Key Concepts Learned
- Anscombe’s Quartet
- Four datasets with identical summary statistics
- Same means, variances, correlation, and regression line
- The ggplot2 Philosophy
- Data > aesthetics > geometries > visual
- g <- ggplot(data = your_data) + aes(x = income, y = %_bach) + geom_something (color = “blue”)
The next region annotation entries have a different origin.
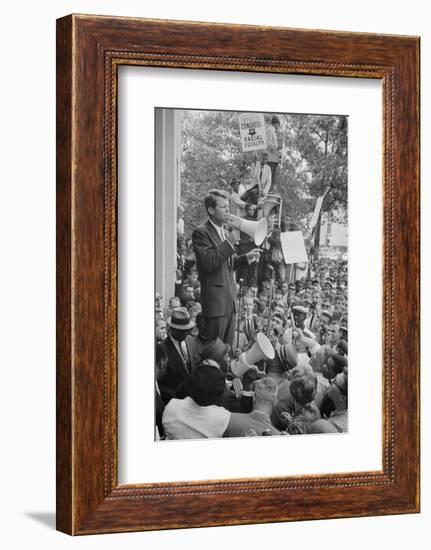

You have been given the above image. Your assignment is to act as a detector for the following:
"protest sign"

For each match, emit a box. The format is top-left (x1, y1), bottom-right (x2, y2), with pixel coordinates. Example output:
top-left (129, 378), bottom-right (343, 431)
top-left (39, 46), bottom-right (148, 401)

top-left (238, 113), bottom-right (266, 152)
top-left (280, 231), bottom-right (308, 264)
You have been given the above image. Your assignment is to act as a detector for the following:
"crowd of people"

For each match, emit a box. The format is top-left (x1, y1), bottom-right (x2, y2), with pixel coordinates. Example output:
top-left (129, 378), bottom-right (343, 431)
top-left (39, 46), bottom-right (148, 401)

top-left (155, 192), bottom-right (348, 439)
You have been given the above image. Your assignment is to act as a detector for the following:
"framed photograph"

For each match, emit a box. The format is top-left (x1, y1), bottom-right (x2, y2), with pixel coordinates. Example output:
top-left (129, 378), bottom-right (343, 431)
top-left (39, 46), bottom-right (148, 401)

top-left (57, 15), bottom-right (419, 535)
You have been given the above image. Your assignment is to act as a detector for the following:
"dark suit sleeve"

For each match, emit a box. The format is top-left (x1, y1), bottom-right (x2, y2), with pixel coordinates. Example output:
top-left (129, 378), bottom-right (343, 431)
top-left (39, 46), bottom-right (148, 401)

top-left (192, 229), bottom-right (234, 273)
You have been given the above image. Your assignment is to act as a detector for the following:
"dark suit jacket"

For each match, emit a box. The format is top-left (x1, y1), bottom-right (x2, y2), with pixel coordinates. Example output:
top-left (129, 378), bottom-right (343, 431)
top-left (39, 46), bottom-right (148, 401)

top-left (192, 220), bottom-right (248, 317)
top-left (159, 336), bottom-right (190, 405)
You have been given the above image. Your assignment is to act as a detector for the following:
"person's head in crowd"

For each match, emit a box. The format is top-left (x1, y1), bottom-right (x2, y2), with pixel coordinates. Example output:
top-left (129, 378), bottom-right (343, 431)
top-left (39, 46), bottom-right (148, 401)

top-left (309, 346), bottom-right (333, 372)
top-left (329, 322), bottom-right (341, 347)
top-left (191, 311), bottom-right (205, 338)
top-left (273, 302), bottom-right (286, 317)
top-left (155, 308), bottom-right (163, 321)
top-left (332, 311), bottom-right (343, 323)
top-left (242, 296), bottom-right (254, 317)
top-left (295, 280), bottom-right (304, 293)
top-left (261, 281), bottom-right (271, 296)
top-left (238, 286), bottom-right (250, 297)
top-left (323, 279), bottom-right (333, 292)
top-left (341, 296), bottom-right (349, 316)
top-left (292, 305), bottom-right (307, 329)
top-left (260, 153), bottom-right (268, 166)
top-left (320, 310), bottom-right (332, 328)
top-left (155, 319), bottom-right (168, 342)
top-left (187, 302), bottom-right (202, 322)
top-left (273, 289), bottom-right (283, 302)
top-left (322, 294), bottom-right (332, 313)
top-left (312, 279), bottom-right (320, 291)
top-left (155, 342), bottom-right (168, 380)
top-left (334, 294), bottom-right (343, 312)
top-left (204, 189), bottom-right (230, 226)
top-left (271, 115), bottom-right (280, 131)
top-left (169, 296), bottom-right (181, 311)
top-left (190, 359), bottom-right (226, 407)
top-left (249, 285), bottom-right (258, 298)
top-left (311, 290), bottom-right (322, 307)
top-left (335, 340), bottom-right (349, 357)
top-left (271, 312), bottom-right (287, 337)
top-left (322, 353), bottom-right (348, 380)
top-left (201, 337), bottom-right (231, 372)
top-left (302, 289), bottom-right (313, 304)
top-left (254, 376), bottom-right (278, 416)
top-left (167, 307), bottom-right (194, 342)
top-left (340, 323), bottom-right (349, 342)
top-left (290, 369), bottom-right (317, 407)
top-left (258, 291), bottom-right (268, 313)
top-left (183, 284), bottom-right (195, 302)
top-left (229, 178), bottom-right (241, 193)
top-left (245, 202), bottom-right (256, 219)
top-left (189, 269), bottom-right (199, 285)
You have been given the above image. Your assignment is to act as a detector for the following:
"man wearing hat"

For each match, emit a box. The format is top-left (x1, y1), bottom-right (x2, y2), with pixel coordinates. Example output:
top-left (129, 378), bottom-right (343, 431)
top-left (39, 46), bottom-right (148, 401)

top-left (266, 115), bottom-right (280, 187)
top-left (159, 307), bottom-right (194, 403)
top-left (192, 189), bottom-right (260, 346)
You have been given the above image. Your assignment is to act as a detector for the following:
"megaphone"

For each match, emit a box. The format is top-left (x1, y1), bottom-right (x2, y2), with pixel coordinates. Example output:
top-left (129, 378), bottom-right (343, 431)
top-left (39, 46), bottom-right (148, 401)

top-left (230, 332), bottom-right (275, 378)
top-left (230, 214), bottom-right (268, 246)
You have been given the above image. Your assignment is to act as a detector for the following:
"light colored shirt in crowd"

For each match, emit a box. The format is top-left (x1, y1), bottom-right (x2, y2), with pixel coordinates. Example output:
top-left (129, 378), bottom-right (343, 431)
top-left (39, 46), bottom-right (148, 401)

top-left (253, 160), bottom-right (272, 195)
top-left (162, 397), bottom-right (231, 439)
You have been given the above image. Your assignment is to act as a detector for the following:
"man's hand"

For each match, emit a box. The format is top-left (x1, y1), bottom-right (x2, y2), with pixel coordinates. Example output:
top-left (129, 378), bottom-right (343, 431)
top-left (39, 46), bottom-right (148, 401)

top-left (245, 248), bottom-right (262, 265)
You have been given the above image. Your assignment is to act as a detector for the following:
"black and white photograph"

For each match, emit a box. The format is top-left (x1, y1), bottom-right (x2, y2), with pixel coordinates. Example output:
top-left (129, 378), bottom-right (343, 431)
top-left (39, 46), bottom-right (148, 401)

top-left (154, 107), bottom-right (349, 440)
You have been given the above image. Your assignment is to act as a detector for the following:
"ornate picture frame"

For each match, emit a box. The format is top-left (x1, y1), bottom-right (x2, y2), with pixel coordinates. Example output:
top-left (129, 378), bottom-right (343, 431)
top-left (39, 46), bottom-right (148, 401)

top-left (57, 15), bottom-right (420, 535)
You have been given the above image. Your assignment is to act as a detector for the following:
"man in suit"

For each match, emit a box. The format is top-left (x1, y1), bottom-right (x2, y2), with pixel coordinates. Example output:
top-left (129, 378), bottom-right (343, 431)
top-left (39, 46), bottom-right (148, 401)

top-left (192, 189), bottom-right (260, 346)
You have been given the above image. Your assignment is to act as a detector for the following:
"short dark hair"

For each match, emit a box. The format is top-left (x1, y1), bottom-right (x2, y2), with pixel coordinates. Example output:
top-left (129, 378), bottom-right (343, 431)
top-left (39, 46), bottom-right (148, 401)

top-left (272, 312), bottom-right (287, 327)
top-left (204, 189), bottom-right (229, 212)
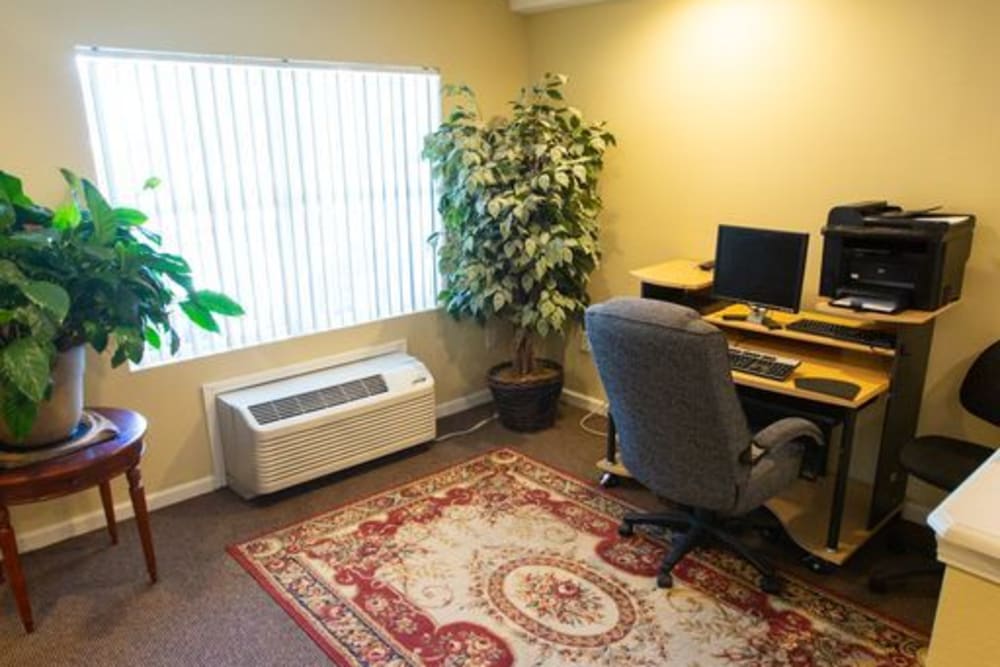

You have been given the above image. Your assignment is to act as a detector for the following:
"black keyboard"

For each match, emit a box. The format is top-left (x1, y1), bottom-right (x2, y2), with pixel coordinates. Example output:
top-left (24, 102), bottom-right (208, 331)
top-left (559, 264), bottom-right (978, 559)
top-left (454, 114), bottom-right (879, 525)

- Exploratory data analysis - what does the data look like? what patterns exist?
Coding Techniques
- aes (aesthethic) describes how variables in the data are mapped to visual properties of geoms
- This is not where you pick out the color or size… do that in geom_something
- Aesthetics go inside aes(), constants go outside
- Aesthetic Mappings
- x,y - position
- color - point/line color
- fill - area fill color
- size - point/line size
- shape - point shape
- alpha - transparency
- regrex ignores cases when searching
- [Xx] is a trick to search for all capitalization variations
- ““Total.*population” = looking for “total something population”
Questions & Challenges
- Remembering to update table names.
Connections to Policy
- Policy Implications:
- Summary statistics can hide critical patterns
- Outliers may represent important communities
- Relationships aren’t always linear
Reflection
- I have to reclone my repo way too often.
- Class is moving on by without or without me ahaha!